Dans ce contexte, le cinématographe devient à la fois le signe et l’agent d’une culture de masse qui fragilise les organismes exposés au rythme d’une vie frénétique et automatisée par les nouvelles technologies du transport, du travail et du divertissement. Aussi, les « salles » de cinéma de l’époque apparaissent comme des « laboratoires expérimentaux » fabriquant à la chaîne des corps nerveux prisonniers de leur inconscient cérébral.
L’analyse des discours sur le corps nerveux permet par ailleurs de mettre en évidence le rôle clé joué par le cinématographe dans l’élaboration de théories de la subjectivité qui décrivent le psychisme à l’instar d’un appareil de projection.
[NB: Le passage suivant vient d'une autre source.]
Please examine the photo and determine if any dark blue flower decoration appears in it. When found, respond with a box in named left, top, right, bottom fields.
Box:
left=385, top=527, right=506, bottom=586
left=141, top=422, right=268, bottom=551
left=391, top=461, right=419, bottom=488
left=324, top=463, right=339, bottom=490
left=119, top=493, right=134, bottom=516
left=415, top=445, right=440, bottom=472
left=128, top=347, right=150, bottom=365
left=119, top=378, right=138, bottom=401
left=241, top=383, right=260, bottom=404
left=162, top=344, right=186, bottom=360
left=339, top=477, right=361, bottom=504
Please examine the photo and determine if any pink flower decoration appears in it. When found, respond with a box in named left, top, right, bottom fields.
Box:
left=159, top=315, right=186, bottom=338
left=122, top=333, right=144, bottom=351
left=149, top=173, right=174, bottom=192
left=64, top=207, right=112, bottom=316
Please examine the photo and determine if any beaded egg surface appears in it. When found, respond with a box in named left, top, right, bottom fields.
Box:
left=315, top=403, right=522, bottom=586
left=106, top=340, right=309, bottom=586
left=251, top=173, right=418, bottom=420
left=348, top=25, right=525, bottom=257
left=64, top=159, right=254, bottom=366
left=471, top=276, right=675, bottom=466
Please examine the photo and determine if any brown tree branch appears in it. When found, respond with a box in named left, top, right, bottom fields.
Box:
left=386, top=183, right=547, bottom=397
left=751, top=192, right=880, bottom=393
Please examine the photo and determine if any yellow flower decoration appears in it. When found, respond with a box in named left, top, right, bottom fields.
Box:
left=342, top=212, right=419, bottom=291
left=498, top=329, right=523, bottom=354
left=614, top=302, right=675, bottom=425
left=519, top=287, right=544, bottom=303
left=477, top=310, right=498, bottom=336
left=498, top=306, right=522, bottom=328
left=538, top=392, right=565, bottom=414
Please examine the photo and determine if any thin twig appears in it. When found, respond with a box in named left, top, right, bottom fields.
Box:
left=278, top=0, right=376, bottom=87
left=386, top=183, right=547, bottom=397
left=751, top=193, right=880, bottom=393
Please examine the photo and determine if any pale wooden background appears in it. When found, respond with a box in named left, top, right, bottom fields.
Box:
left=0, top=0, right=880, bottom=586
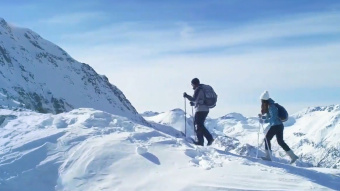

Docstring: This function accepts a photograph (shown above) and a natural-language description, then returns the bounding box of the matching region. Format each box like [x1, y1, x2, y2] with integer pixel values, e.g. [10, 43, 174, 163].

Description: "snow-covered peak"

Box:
[294, 105, 340, 118]
[141, 111, 159, 117]
[0, 19, 145, 123]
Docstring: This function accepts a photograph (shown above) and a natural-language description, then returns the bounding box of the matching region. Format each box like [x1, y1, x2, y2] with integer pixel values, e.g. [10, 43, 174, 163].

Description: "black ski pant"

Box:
[195, 111, 213, 146]
[265, 124, 290, 151]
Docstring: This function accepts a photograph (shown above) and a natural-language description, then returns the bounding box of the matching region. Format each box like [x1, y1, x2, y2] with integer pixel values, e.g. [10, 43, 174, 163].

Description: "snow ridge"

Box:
[0, 19, 145, 123]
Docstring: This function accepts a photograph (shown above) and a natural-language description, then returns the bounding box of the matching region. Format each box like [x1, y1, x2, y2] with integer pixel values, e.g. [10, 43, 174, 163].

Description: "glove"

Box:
[183, 92, 188, 97]
[259, 118, 264, 123]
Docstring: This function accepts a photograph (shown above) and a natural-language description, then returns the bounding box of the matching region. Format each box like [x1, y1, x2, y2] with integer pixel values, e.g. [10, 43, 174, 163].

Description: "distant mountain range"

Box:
[142, 105, 340, 169]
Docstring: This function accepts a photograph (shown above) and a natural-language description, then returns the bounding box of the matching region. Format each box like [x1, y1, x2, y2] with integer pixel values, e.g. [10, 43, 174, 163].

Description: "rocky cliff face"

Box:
[0, 18, 144, 121]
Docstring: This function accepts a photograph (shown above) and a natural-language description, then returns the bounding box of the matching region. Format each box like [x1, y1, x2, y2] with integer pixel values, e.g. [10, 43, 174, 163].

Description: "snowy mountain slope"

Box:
[0, 18, 144, 124]
[142, 109, 194, 137]
[146, 105, 340, 168]
[286, 105, 340, 168]
[0, 109, 340, 191]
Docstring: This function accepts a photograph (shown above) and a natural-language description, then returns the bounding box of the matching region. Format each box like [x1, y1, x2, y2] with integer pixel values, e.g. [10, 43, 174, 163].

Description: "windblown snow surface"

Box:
[0, 108, 340, 191]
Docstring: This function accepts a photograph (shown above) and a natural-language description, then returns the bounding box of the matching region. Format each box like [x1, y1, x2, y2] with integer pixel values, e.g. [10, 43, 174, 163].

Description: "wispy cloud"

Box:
[39, 12, 108, 25]
[57, 12, 340, 116]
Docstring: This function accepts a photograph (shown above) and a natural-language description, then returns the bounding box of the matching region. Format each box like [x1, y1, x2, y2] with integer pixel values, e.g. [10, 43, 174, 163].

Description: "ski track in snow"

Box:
[0, 109, 340, 191]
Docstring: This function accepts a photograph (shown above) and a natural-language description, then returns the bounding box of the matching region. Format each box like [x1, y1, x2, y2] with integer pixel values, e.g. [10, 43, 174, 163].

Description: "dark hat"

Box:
[191, 78, 200, 85]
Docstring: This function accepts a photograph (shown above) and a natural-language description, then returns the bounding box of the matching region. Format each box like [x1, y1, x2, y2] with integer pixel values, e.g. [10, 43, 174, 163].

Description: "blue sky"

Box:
[0, 0, 340, 117]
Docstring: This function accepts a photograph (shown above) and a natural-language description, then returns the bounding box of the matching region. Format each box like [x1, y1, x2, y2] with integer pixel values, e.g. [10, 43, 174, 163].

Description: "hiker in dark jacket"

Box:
[183, 78, 214, 146]
[260, 91, 299, 163]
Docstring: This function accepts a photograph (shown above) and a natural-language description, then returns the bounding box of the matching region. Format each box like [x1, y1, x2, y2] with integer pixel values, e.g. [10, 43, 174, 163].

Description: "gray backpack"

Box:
[201, 84, 217, 108]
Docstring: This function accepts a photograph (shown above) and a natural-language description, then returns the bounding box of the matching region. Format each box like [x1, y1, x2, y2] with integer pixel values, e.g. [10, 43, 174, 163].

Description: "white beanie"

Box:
[260, 91, 270, 100]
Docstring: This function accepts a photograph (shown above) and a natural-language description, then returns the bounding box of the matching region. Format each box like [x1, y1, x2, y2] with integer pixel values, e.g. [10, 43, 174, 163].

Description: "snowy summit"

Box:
[0, 19, 340, 191]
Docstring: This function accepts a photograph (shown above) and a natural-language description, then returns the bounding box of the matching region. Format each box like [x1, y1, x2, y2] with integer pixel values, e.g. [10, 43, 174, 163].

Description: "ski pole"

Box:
[256, 115, 262, 158]
[191, 106, 197, 141]
[261, 121, 273, 161]
[184, 98, 187, 137]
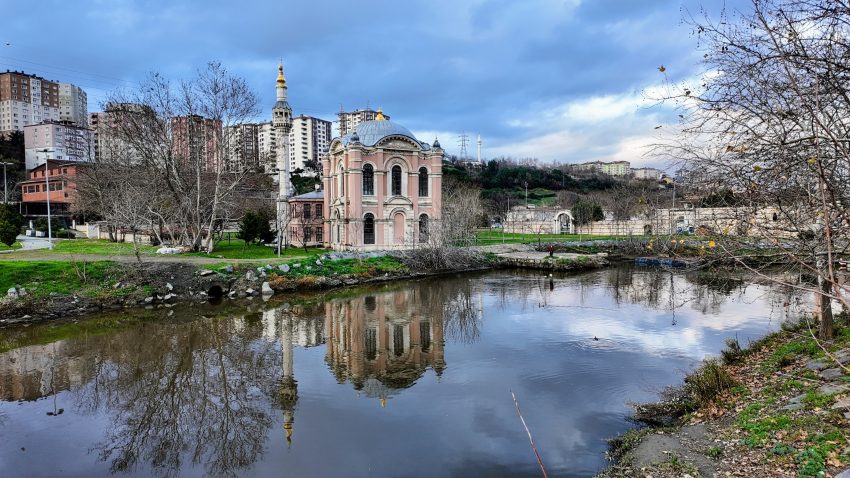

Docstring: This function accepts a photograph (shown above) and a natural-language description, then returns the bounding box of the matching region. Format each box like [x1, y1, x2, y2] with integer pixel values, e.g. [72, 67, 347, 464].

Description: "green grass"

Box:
[0, 241, 21, 251]
[184, 239, 328, 259]
[53, 239, 157, 256]
[0, 261, 117, 296]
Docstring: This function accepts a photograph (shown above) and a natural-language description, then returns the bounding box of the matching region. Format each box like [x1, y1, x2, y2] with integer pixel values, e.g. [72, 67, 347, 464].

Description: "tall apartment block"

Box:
[59, 83, 89, 127]
[24, 121, 95, 169]
[0, 70, 88, 134]
[337, 108, 390, 136]
[171, 115, 222, 172]
[224, 123, 261, 172]
[0, 71, 59, 134]
[289, 115, 333, 171]
[257, 122, 277, 178]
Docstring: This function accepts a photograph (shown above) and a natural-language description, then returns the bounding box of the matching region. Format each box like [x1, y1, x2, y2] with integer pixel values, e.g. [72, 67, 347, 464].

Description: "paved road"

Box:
[0, 249, 307, 265]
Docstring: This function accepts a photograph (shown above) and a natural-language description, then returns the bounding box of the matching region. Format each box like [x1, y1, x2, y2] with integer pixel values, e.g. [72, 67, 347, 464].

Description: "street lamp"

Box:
[37, 148, 53, 250]
[0, 162, 15, 204]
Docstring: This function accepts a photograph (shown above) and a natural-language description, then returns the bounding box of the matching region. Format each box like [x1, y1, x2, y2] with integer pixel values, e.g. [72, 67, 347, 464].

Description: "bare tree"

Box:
[100, 63, 258, 252]
[658, 0, 850, 339]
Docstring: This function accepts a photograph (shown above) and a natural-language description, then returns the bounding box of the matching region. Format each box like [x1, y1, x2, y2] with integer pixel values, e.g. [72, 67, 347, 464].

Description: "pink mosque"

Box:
[322, 112, 443, 250]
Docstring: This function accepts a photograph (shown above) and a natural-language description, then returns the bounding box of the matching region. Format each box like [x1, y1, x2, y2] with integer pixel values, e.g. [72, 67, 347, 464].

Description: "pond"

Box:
[0, 267, 796, 477]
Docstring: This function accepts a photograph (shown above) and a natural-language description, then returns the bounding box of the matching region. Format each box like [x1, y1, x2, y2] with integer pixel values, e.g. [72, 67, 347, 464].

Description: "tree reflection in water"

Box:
[0, 267, 798, 476]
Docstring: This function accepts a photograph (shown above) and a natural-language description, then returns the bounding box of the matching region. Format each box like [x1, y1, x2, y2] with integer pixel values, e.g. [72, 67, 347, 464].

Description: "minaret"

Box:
[272, 63, 292, 245]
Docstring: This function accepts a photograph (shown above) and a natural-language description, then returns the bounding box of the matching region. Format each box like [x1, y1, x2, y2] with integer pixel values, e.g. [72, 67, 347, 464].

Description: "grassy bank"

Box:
[0, 261, 128, 297]
[600, 317, 850, 478]
[0, 241, 21, 251]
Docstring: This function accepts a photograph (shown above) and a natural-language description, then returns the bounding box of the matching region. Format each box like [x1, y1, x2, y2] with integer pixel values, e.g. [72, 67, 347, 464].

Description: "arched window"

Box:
[419, 214, 428, 242]
[363, 164, 375, 196]
[337, 166, 345, 196]
[391, 164, 401, 196]
[419, 167, 428, 197]
[363, 213, 375, 244]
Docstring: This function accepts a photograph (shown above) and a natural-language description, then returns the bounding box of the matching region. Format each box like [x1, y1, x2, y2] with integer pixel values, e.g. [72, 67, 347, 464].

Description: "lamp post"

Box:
[38, 148, 53, 250]
[0, 162, 14, 204]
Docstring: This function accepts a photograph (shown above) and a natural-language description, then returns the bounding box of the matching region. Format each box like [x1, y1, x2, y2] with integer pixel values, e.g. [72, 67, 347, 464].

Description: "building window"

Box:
[392, 164, 401, 196]
[363, 213, 375, 244]
[419, 167, 428, 197]
[419, 214, 428, 242]
[363, 164, 375, 196]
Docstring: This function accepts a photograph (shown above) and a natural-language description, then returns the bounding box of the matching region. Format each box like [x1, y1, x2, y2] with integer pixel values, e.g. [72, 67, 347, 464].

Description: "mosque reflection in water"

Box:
[0, 269, 793, 476]
[325, 290, 446, 406]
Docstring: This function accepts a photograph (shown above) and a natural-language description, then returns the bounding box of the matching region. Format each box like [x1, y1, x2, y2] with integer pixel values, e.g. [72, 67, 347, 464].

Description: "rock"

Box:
[818, 383, 850, 395]
[788, 394, 806, 403]
[263, 282, 274, 295]
[820, 367, 844, 380]
[156, 247, 183, 254]
[806, 360, 829, 370]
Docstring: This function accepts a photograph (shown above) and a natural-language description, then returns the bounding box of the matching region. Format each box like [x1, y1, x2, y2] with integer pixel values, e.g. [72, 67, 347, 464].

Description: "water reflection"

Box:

L’expérience filmique fournit souvent aux sciences du psychisme un exemple pertinent pour illustrer le fonctionnement de la neurasthénie ou de l’hystérie, le patient éprouvant régulièrement des hallucinations ou des rêveries qui rappellent par certains côtés la perception du spectateur.
Mais, plus fondamentalement, le cinématographe vient transformer les conceptions de la subjectivité humaine en offrant aux sciences du psychisme un véritable modèle de pensée : l’esprit humain ne serait alors rien d’autre qu’une sorte de projecteur intérieur produisant des petits « films » qui peuvent être revus à l’infini.
Au plan d’une histoire au long cours, cette étude apporte un nouvel éclairage sur les discours technophobes qui accompagnent l’avènement de tous les médias à l’ère industrielle, et ce depuis les premières technologies électriques jusqu’à Internet, en passant par la télévision et les jeux vidéo. Le cinématographe cristallise effectivement une série d’angoisses relatives à son potentiel nocif pour le corps et l’esprit de ses usagers, révélant son pouvoir d’impact sur l’imaginaire social.
Proposant au final une histoire croisée du cinéma et des sciences du psychisme, cet ouvrage souhaite livrer une réflexion interdisciplinaire qui accorde aux deux champs mis en regard une importance égale dans leur contribution à l’élaboration d’une subjectivité déterminée par la modernité et ses effets ambivalents, oscillant entre hystérie et hypnose.